Our results did not show any evidence to suggest that the transient super-diffusion observed in the MPP trajectory data could be attributed to heavy-tailed run length distributions, precluding a Levy Walk style model. Instead, incorporation of heterogeneity in run-length, turn-angle, and run-time sufficiently re-capitulated the experimental TAMSD.

Our model-facilitated extrapolation point to an upper limit on the range of influence of the directed motion of MPPs within the bone marrow cavity of irradiated murine calvaria. We infer this limit from the cross-over to Fickian diffusion of the simulated TAMSD. The high value of the upper limit is surprising in part because it spans several multiples of cell diameter, suggesting that persistent motion may play a significant role in determining the bio-physical properties of early stage bone marrow tissue regeneration. A key concept within haematopoietic stem cell biology is that of a niche, a distinct anatomical compartment within the bone marrow whose cellular constituents directly regulate cell fate. Whilst our study makes no direct connection between the bone marrow micro-environment and MPP motility, it is reasonable to suggest that the persistent motility observed may serve as a stochastic mechanism through which progenitor cells are able to re-locate to regions within close proximity to potential niches.

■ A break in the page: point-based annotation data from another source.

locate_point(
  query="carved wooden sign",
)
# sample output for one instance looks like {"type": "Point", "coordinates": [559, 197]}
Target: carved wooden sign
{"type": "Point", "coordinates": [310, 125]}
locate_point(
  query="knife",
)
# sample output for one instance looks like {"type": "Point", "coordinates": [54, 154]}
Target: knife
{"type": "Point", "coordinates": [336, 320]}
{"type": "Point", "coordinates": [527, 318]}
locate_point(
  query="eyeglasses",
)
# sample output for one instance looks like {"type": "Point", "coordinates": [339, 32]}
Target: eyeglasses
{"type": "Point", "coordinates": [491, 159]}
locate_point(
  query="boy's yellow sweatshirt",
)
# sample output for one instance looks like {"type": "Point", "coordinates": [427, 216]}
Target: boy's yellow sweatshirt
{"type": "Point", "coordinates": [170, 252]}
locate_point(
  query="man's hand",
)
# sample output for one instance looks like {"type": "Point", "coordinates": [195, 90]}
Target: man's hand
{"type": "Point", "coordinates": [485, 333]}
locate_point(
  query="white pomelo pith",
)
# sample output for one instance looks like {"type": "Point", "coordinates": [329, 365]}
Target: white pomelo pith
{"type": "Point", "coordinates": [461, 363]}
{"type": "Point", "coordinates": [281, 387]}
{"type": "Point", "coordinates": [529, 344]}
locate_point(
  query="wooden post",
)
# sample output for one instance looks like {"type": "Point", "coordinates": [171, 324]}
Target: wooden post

The heterogeneity present within the cell motion is notable, and in line with the phenotypic and functional heterogeneity observed in the biological literature [36] - there is significant variation in the average run-time and turn-angle for each cell, evidently giving rise to a spectrum of diffusivities. This may be attributable to differing transcriptional states in the genes associated with motility present within the population of cells.

In summary, we have employed a data-driven RTM to explain the non-Gaussian, super-diffusive dynamics of MPP observed in long time-course 3D *in-vivo* imaging experiments on irradiated murine bone marrow, and used our model to quantify the temporal and spatial ranges in which these anomalous features are present. Interesting future directions will be to connect these anomalous dynamics to bone marrow regeneration, niche organization, and homeostasis.